Notre loi à nous dit que pour qu’un référendum d’initiative populaire ait lieu, il faut qu’il réunisse deux conditions : L’approbation de 1/5 des membres du parlement ET la signature de 10% de l’électorat soit 4.5 millions de personnes.
En Suisse c’est différend puisqu’il suffit pour qu’une votation fédérale soit organisée que 100 000 personnes en expriment la volonté.

Je crois que ce dimanche nous venons de toucher aux limites de la démocratie participative… Car il a suffit qu’une bande de tout à fait minoritaire de péquenauds apeurés présente un texte, appuyé en cela par une droite populiste et raciste aux méthodes de communication efficaces, pour que la majorité l’approuve sans sourciller.
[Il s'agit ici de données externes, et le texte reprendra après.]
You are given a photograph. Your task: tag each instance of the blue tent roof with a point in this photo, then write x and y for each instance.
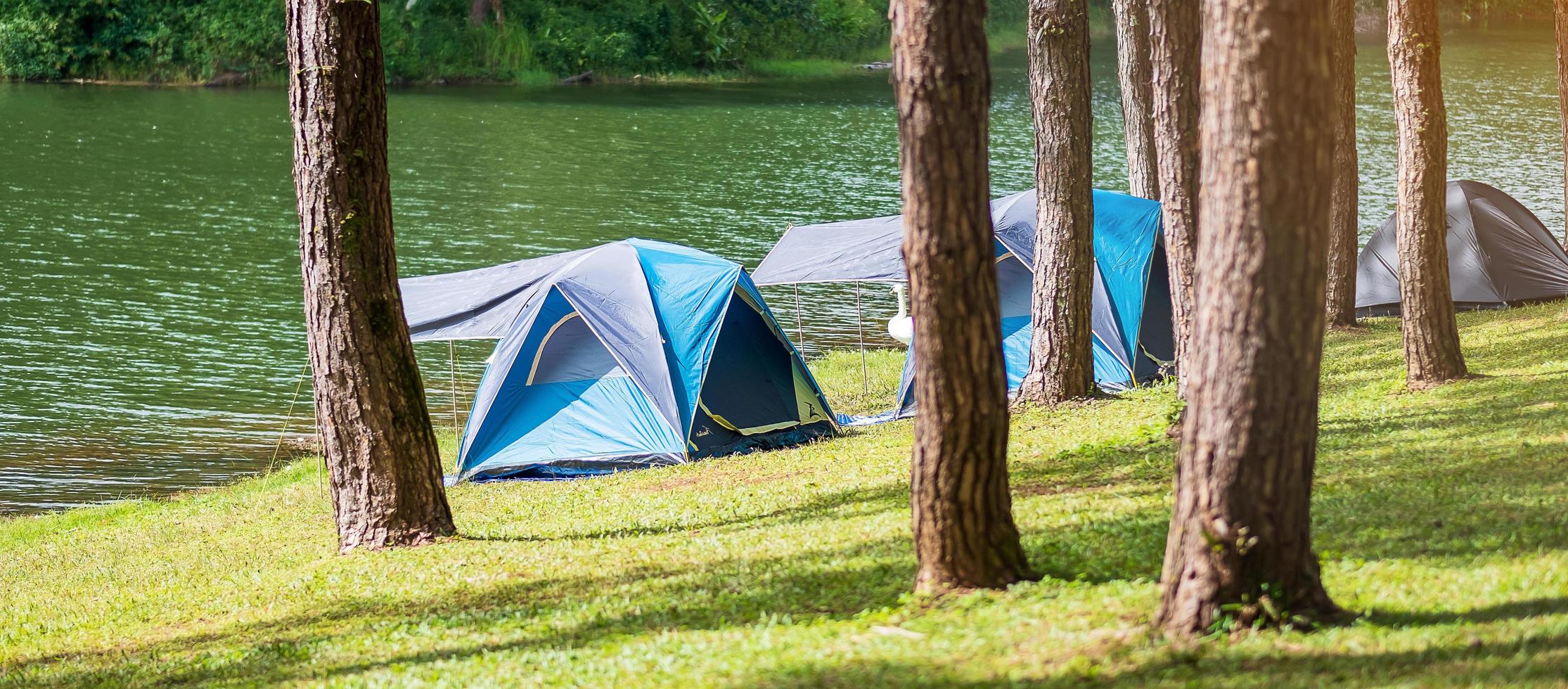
(605, 361)
(1131, 307)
Pire, qu’elle révèle ses pires instincts.

Que ce serait-il passé si notre pays avait été soumis au même choix ? C’était la question que me posait Monique dans un de ses commentaires. Franchement je ne sais pas… Vraiment, je ne sais pas. Mais en tous cas, je sais que cette perspective me fout une trouille bleue.

Je dirais que si certains pensaient que les conditions d’applications d’un référendum d’initiative populaire en France étaient par trop drastiques, je pense que nos voisins helvètes viennent de nous démontrer que ces conditions sont essentielles. Elles sont essentielles pour justement empêcher ce qu’il vient de se passer de l’autre côté du lac… Juste là, chez nos voisins et amis.

Pour finir, je tiens à saluer un de mes nouveaux lecteurs Igor, Suisse de son état. Et qui en ce lundi matin ne doit plus trop savoir s’il doit être fier de son pays ou pas… Libération titre ce matin : Le vote de honte.
Igor, nous tous ici sommes de tout cœur avec toi.